Elle parlait d'une façon un peu étrange, et elle avait un prénom bizarre. Victoria décida qu'elle était assez intrigante, et bien plus intéressante que des caprices ou de l'adultère.
Ça a toujours été notre truc de sortir sous la pluie. On s'y sentait bien, à l'abri des autres. Des fois, ça me manque, cette période où tout avait toujours l'air d'aller parfaitement bien. L'époque où les problèmes ne concernaient que les adultes, où nous n'avions rien à craindre.
Maintenant, mon propre père se sert de moi pour amadouer ses associés pervers, et Blanche n'a toujours pas réussi à réussi à adopter Clémie. Maintenant, je couche avec des inconnus pour leur prendre toutes les informations qu'ils peuvent me donner. Parce que comme ça, j'ai l'impression d'être puissante, et intouchable. Et c'est loin d'être seulement une impression : personne n'a envie de s'attaquer à la fille qui sait vos secrets les plus noirs. Ça me protège, et ça me permet de tous les contrôler sans même qu'ils s'en rendent compte.
Enfin, il y en a quelques uns, comme Leïla ou David, qui ont compris. Et, comme presque tous ceux qui savent, ils font jouer ça en leur faveur, pour être dirigeants et non dirigés. Ils sont des étoiles : tout tourne autour d'eux, ils sont les centres de milliers de petits mondes, mais ils s'assurent toujours qu'il reste un peu de distance, de mensonges et de rebuts, entre eux et les autres étoiles, puisque sinon ils se détruiraient. Ils brillent, pour pouvoir éclipser la lumière des autres, et tout le monde les regarde, quitte à s'y brûler les yeux.
Je ne sais pas très bien ce que je suis. Je ne suis pas une étoile, au contraire : moins les gens me regardent, plus je suis heureuse. Je vole entre eux, pour en apprendre un maximum, parce que l'information c'est le pouvoir. Tous les politiques, enfin en tous cas ceux qui ont réussi, vous le diront : il faut du savoir et du mensonge pour gagner.
- Grand-père et grand-mère ne sont pas particulièrement riches. Comment c'est possible que vous le soyez ? demanda la petite à son père.

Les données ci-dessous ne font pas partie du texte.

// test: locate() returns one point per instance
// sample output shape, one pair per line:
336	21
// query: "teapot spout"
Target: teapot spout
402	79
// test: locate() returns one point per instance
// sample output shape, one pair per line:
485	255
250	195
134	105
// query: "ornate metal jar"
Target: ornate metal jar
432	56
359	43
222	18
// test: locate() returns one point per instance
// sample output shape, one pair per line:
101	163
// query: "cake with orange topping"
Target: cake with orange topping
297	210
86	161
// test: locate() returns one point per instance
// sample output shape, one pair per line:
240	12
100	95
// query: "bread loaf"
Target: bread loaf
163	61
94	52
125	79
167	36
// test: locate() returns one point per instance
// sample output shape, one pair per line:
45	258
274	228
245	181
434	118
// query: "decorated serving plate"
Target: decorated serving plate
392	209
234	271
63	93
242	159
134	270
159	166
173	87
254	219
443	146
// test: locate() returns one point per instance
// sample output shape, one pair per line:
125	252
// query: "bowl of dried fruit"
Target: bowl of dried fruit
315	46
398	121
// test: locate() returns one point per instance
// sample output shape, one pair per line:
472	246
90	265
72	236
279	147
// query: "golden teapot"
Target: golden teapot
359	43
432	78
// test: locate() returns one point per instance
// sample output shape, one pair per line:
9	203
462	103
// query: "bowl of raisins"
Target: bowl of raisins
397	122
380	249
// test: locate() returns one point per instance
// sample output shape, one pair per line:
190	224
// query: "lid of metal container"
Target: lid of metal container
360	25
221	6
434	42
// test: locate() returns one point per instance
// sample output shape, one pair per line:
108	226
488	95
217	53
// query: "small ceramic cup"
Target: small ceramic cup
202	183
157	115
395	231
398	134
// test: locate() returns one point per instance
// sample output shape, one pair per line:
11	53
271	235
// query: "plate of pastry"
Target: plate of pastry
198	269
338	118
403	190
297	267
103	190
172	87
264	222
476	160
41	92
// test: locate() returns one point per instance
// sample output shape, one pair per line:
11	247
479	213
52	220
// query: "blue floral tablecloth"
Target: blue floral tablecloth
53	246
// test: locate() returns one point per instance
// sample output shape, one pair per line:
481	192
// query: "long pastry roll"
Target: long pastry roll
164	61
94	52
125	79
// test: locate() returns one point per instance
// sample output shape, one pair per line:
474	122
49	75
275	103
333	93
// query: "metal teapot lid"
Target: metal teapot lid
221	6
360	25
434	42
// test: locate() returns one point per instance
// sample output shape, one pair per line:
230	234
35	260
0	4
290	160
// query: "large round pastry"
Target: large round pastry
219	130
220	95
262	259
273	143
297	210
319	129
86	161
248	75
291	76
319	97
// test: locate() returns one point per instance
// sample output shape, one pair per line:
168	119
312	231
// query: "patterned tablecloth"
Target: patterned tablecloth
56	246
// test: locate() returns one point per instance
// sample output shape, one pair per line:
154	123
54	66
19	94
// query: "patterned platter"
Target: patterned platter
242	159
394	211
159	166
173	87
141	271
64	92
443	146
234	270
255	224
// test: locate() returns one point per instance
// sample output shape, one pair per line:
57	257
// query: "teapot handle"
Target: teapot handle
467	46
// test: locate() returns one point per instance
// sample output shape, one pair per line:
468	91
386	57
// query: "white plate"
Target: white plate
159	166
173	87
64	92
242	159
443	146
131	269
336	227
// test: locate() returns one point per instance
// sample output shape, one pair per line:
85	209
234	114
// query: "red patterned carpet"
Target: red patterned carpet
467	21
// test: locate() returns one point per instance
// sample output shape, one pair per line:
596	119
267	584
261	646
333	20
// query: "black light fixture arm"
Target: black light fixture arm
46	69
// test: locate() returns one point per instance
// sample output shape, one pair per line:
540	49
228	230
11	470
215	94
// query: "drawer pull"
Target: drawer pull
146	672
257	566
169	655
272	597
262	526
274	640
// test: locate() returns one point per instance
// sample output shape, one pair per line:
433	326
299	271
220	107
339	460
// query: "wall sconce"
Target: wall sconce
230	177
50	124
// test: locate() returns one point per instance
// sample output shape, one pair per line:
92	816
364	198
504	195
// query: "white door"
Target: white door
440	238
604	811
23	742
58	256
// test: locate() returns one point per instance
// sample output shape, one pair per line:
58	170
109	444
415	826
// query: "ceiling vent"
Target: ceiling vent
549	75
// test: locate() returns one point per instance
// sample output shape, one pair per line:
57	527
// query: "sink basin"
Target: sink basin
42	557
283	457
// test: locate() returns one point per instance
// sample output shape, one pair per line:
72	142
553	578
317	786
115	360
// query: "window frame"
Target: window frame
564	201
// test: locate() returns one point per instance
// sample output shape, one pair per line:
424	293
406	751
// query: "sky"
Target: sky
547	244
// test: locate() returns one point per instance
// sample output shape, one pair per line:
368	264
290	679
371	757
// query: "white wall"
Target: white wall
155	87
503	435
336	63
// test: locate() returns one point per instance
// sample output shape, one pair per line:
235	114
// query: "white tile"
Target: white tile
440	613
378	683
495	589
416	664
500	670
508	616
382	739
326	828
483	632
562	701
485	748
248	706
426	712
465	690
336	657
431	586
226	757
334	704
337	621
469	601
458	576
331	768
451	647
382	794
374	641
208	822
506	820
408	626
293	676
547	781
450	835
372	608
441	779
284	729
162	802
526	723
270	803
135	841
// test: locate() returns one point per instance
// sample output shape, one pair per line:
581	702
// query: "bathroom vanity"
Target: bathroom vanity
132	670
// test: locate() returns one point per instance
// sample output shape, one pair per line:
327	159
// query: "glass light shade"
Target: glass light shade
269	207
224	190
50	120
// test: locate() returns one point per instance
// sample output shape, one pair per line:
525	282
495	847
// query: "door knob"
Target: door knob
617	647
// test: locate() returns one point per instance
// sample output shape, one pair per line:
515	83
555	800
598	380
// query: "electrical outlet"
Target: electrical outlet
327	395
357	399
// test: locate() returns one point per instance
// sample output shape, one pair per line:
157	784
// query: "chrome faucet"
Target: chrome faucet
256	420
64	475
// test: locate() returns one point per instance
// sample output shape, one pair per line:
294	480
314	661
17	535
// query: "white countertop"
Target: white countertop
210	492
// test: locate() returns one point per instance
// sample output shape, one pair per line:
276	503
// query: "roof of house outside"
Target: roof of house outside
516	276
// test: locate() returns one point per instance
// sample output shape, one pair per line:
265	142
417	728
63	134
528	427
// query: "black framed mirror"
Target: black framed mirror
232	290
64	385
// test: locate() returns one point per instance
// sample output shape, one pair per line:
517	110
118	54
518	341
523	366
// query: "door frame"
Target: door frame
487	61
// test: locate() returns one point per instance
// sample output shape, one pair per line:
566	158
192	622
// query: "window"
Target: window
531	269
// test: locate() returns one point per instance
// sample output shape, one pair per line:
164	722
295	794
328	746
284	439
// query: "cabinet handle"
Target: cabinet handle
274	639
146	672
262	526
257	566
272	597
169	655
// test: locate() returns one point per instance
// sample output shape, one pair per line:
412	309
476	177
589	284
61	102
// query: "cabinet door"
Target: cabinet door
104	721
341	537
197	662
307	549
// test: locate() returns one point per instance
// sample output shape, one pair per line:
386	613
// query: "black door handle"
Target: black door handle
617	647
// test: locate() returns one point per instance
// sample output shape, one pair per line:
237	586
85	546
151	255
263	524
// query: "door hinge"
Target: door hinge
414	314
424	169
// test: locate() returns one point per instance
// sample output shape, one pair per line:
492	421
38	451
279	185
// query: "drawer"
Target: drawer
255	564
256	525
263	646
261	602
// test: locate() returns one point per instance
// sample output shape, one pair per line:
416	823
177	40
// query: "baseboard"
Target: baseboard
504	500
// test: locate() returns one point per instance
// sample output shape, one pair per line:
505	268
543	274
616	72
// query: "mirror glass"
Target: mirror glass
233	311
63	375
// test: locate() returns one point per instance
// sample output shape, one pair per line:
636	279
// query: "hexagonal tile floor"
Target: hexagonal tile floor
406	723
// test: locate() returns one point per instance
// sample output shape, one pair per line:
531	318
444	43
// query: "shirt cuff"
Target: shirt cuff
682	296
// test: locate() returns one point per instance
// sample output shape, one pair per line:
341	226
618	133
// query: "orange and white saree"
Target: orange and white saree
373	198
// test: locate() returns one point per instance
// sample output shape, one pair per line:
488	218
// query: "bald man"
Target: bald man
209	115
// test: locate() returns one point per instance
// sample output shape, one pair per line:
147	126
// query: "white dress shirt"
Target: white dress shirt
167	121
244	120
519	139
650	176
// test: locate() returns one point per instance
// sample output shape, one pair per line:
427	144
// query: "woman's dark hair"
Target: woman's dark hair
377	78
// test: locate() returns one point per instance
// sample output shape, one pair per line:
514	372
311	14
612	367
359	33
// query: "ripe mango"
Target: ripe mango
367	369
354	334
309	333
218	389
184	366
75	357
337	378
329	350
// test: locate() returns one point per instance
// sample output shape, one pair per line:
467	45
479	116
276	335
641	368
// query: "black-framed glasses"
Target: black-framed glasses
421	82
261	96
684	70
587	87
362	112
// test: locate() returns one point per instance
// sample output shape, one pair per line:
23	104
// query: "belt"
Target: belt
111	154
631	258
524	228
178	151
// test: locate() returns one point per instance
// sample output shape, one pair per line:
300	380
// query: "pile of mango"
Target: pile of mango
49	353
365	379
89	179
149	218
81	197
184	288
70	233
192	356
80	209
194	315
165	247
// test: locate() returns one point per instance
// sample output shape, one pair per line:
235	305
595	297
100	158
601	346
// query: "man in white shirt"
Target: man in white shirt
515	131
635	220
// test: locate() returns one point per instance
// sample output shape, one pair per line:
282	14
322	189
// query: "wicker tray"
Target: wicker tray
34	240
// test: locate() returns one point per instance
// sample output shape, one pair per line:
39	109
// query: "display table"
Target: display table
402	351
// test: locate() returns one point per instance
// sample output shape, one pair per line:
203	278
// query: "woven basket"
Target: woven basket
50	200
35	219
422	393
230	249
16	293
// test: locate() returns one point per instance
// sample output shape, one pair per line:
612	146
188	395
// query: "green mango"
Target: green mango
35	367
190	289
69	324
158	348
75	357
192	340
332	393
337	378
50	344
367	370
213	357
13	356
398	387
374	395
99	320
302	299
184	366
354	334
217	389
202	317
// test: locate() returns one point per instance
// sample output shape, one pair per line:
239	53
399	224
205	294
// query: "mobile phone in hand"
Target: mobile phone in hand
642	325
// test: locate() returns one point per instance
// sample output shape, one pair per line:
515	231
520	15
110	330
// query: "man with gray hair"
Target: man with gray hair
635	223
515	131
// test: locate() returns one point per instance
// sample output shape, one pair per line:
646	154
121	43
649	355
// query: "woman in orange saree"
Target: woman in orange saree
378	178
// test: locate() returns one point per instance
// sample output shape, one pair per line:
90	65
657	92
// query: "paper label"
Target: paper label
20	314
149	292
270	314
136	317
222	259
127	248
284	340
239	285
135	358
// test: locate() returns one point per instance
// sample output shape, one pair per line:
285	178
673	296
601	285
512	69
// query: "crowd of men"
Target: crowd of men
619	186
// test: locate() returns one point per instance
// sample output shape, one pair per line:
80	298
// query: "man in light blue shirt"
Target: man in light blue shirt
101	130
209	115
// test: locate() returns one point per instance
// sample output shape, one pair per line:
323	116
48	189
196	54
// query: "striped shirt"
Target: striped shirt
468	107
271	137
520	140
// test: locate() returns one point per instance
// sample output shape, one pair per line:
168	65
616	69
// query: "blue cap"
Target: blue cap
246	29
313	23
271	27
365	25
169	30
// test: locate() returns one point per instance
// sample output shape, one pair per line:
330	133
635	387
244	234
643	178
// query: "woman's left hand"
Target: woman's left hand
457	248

- Je suis monté de plus en plus haut, je suis devenu de plus en plus influent. Et tu sais comment j'ai réussi ?
- Non.
- J'arrivais très bien à tout savoir, sur tout le monde. Et je m'arrangeais pour que les gens savent que je savais. Ainsi, ils craignaient que je révèle tout, que je les montre au grand jour dans toute leur laideur et leur horreur. Alors, ils m'aident à obtenir ce que je veux. Apprends à apprendre, et tu seras à l'abri de tous les dangers. Je ne t'ai jamais fait croire à toutes ces idioties qu'on raconte aux enfants. C'est parce que je ne voulais te donner que la vérité. Pour que tu saches le mieux possible la reconnaître, et que tu apprennes à l'obtenir par tous les moyens. Parce que je voulais que tu puisses être puissante et protégée. Pour que personne ne se risque jamais à te faire du mal. Si tu avais été stupide, je t'aurais appris à être charmante et fragile, parce que les gens préfèrent manipuler les jolies choses que les briser. Mais tu es très loin d'être stupide, alors je préfère t'apprendre à manipuler.
- Mais… est-ce que c'est bien de faire ça ?
- Victoria, les gens bien ne peuvent pas s'en sortir dans ce monde.
Mon père a toujours un sens bien à lui de la morale. Un sens très immoral, d'ailleurs. Mais il n'a pas totalement tord. Les gens comme Charlie ou Violet sont facilement brisables, et manipulables. On peut les tordre dans tous les sens, jusqu'à ce qu'ils ne puissent plus jamais retrouver leur forme d'origine.
En fait, la seule différence entre mon père et moi, c'est que lui utilise ses informations pour s'aider lui-même – avec de temps en temps des pensées pour les gens dont il partage le sang – alors que moi, je cherche aussi à protéger mes amis, et ceux qui ne méritent pas d'être brûlés par les étoiles.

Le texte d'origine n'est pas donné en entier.